Names and forms (nāma-rūpa) are supposed to be contained in bráhman like a block of clay that contains the infinity of shapes that the potter can draw from it.

There would therefore be names and forms in the latent state, and names and forms in the manifest state.

But why this radical difference?

In other words, what animates the ‘potter’? Why does he model this particular vase and not another one?

Does he make his choices freely, and just by chance?

And by the way, who is this potter? The bráhman? Or only one of its/her forms (rūpa)?

No. The bráhman created ‘in Herself’, – in Hebrew it sounds like: אַךְ בָּך, akh bakhxiii , the possibility of a Potter, and the power of Clay. Why is this?

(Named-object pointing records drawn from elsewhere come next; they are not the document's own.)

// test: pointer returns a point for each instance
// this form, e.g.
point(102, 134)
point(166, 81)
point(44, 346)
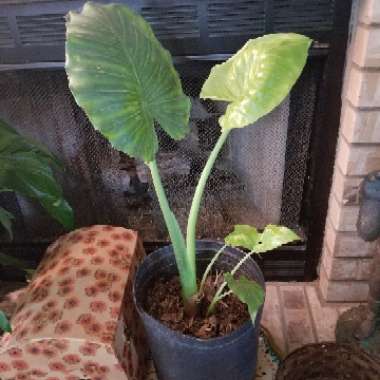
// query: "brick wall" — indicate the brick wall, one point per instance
point(346, 259)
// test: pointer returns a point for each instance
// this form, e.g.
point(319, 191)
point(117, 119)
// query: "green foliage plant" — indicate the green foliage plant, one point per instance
point(26, 168)
point(125, 81)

Because She does not yet know who She will be, nor what She would like to become?

Being « everything », She is infinitely powerful, but in order for acts to emerge from this infinite Power, a seed, a will is still needed. Where would this seed, this will come from?

Every will comes from a desire, which reveals a lack, Schopenhauer taught us.xiv

The bráhman is everything, so what is It/She missing?

The only logical possibility that is left : the bráhman is missing « missing ».

It/She lacks desire.

In fact, one of Its/Her names is akāma, « without desire ».

« In It/Her », there is therefore this lack, this absence of desire, because It/She is fullness, because It/She is already Everything.

But if the bráhman were only akāma, « without desire », then there would be nothing, no act, no will, no world, no man, nothing.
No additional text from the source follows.